Packaging Food Commodities: Policy Development

Food Policy



Packaging Food Commodities: Policy Development

Food Policy

Introduction

The Introduction identified three interacting parts of food policy: nutrition policy, food safety policy and policies ensuring that food supplies are plentiful and widely distributed. This paper examines the adequacy, availability and sustainability of the supply of safe and nourishing food. More attention is being paid to how food production policies affect food safety and nutrition. Agricultural policies that emphasize high production may increase the quantity of food produced but not necessarily the quality of the diet - in terms of its biochemical diversity, nutritional adequacy or safety. Policy-makers are looking at the upstream sources of problems in the food supply. This paper looks in more detail at these issues, the trends in production and the evidence for a concordance between ecologically sustainable supplies and healthy diets.

Policy Development

Food Security

Sometimes confused with food safety, the term food security means ensuring that all members of a population have access to a supply of food sufficient in quality and quantity, regardless of their social or economic status.
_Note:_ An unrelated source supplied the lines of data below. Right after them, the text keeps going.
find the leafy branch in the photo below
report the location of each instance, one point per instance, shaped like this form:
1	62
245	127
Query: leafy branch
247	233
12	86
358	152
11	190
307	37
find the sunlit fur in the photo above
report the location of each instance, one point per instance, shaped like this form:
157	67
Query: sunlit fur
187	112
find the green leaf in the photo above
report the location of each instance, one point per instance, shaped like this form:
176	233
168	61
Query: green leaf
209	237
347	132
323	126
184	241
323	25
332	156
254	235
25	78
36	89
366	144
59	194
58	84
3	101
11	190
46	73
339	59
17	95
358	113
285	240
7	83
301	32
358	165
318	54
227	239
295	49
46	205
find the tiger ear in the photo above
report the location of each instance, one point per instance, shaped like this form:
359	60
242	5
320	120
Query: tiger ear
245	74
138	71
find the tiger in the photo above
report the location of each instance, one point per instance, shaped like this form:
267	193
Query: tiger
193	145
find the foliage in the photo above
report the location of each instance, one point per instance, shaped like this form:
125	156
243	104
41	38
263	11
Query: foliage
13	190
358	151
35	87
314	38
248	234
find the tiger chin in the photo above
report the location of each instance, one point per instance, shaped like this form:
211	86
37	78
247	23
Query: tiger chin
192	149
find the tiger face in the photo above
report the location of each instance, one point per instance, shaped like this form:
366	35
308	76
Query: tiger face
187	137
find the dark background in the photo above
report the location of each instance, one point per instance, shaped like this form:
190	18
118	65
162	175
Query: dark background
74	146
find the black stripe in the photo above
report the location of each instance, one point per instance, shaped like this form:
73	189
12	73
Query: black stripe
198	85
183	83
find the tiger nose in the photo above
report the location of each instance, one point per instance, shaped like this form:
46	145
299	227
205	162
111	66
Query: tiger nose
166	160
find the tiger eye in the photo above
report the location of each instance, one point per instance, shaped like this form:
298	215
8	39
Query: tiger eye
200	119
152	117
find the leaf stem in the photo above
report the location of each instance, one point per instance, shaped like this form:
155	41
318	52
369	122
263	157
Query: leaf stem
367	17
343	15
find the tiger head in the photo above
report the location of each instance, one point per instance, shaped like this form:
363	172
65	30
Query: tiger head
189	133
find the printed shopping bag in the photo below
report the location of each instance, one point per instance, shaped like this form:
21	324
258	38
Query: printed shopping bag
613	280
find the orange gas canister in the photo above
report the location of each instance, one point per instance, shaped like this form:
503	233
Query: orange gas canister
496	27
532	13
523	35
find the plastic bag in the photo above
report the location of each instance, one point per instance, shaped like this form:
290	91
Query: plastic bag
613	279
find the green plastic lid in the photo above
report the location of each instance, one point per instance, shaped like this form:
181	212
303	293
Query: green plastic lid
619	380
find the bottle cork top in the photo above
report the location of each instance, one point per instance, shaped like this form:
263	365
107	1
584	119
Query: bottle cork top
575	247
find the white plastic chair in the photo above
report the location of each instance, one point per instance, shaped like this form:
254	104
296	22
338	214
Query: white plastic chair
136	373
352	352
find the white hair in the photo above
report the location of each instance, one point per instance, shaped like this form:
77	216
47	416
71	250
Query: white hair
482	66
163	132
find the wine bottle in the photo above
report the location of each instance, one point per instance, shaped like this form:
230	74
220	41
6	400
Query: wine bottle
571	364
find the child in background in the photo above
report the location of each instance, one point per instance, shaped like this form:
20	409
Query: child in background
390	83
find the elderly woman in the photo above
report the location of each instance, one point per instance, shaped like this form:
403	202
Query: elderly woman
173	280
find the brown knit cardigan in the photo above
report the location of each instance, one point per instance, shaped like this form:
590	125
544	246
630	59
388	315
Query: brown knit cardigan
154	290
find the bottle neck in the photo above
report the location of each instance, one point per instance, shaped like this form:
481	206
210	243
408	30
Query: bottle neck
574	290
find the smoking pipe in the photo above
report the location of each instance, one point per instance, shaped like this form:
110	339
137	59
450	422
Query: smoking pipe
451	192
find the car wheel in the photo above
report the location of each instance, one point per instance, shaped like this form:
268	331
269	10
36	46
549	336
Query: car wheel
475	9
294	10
A secure food supply satisfies the consumer's needs without jeopardizing the production process in the short or long term. It ensures the sustainability of supplies while considering the safety of the methods of production and the nutritional suitability of the food produced. In addition, food security means that everyone always has both physical and economic access to enough food for an active, healthy life. The concept encompasses the following principles.

The ways in and means by which food is produced and distributed respect the natural processes of the earth and are thus sustainable.
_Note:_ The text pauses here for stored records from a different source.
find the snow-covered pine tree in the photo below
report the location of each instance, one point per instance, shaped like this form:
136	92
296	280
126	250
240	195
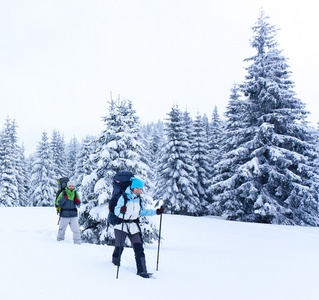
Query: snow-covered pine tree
268	174
119	149
23	177
9	193
153	141
43	184
72	152
202	161
176	183
83	166
216	133
59	158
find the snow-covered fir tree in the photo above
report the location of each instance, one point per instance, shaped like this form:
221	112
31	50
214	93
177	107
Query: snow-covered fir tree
202	161
153	141
59	158
72	152
119	149
177	180
83	166
23	177
268	173
43	184
9	192
216	134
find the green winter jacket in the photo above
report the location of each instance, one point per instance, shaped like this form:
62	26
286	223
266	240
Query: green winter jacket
68	201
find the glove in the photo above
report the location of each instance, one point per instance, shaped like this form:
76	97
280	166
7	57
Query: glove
160	210
123	209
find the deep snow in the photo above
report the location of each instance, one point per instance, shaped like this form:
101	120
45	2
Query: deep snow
200	258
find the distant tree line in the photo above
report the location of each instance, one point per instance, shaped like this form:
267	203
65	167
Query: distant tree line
258	164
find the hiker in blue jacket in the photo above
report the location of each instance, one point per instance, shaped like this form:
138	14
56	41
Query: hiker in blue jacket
69	200
128	221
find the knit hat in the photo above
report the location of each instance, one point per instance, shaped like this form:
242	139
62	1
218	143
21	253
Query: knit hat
137	183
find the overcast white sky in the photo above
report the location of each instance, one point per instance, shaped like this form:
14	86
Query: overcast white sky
60	59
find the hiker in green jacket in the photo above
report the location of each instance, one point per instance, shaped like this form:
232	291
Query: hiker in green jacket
69	200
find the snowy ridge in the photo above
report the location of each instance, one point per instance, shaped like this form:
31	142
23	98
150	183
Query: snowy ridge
200	258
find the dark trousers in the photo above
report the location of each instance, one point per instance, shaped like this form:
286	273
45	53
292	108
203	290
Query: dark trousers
137	244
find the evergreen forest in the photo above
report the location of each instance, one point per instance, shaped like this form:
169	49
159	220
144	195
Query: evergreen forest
257	163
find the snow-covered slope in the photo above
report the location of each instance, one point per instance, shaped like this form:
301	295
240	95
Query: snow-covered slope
200	258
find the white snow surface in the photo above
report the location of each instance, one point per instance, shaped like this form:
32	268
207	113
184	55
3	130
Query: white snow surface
200	258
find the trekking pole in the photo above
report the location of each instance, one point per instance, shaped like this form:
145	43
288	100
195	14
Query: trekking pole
159	241
118	267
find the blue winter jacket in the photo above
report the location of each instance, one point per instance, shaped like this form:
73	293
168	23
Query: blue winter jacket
134	209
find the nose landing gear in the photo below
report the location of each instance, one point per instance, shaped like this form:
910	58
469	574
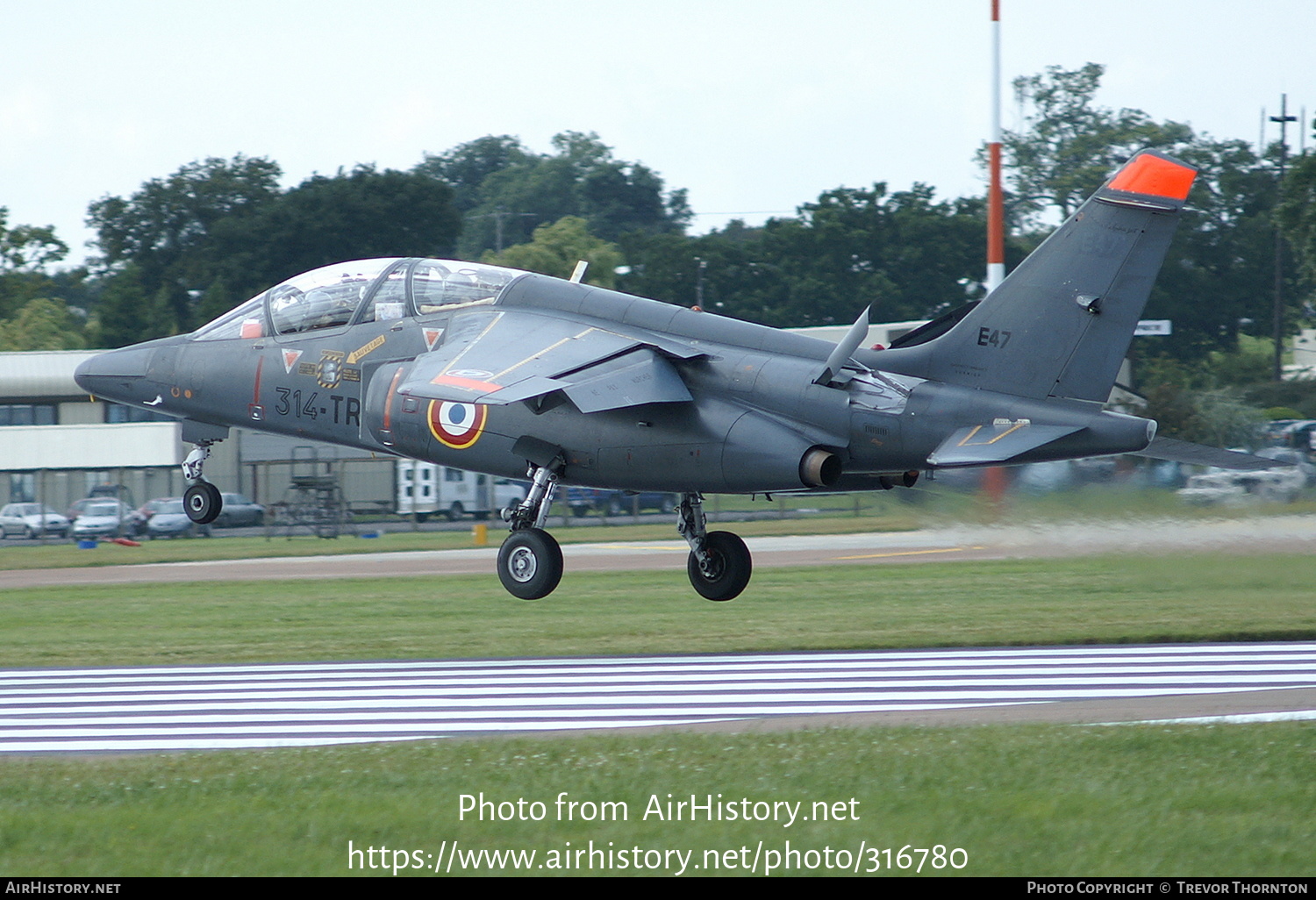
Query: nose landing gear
529	562
202	500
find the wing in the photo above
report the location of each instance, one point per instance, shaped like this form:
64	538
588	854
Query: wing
500	357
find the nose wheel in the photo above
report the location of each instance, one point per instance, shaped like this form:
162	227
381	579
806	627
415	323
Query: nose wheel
203	503
529	563
202	500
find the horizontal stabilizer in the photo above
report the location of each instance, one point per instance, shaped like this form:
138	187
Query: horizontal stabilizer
982	445
1199	454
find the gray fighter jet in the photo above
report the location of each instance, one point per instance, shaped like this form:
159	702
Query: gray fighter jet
516	374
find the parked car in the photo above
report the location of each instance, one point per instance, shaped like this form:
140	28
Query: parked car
32	520
618	503
168	518
153	507
107	518
239	511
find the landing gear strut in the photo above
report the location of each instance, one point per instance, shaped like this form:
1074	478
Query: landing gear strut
719	565
529	563
202	500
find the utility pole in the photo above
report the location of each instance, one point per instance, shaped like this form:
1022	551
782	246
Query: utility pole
1284	118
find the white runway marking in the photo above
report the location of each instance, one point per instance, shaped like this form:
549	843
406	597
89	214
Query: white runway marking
212	707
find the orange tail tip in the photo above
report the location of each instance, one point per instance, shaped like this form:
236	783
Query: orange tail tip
1155	176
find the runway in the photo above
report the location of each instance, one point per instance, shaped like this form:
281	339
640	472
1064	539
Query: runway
1223	536
218	707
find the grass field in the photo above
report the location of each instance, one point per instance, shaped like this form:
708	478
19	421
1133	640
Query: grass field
1029	800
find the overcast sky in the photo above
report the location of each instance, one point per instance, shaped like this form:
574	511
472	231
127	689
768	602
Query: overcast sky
755	107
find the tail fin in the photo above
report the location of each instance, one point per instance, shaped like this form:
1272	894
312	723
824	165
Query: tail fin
1061	323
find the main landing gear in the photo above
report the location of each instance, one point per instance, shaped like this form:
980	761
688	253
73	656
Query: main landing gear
202	500
529	563
719	565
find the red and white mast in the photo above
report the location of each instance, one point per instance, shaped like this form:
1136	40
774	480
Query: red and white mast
995	204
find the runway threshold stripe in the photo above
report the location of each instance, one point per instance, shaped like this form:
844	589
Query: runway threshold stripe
839	658
345	703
Both the production and consumption of food are grounded in and governed by social values that are just and equitable as well as moral and ethical.

The ability to acquire food is assured.

The food itself is nutritionally adequate and personally and culturally acceptable.

The food is obtained in a manner that upholds human dignity.

Food Production and Health Policies

In the early to mid-20th century, food policy focused on two sets of factors: those affecting the capacity to increase food output and those ensuring adequate food distribution. To the extent that public health policies were concerned with food production, the objectives were to increase the abundance of food and to improve access to it throughout the population, primarily in response to the prevailing deficiency diseases and outright hunger among lower-income households. Both WHO and FAO, which were established in the reconstruction period following the Second World War, adopted these approaches. Food was supposed to be plentiful and cheap.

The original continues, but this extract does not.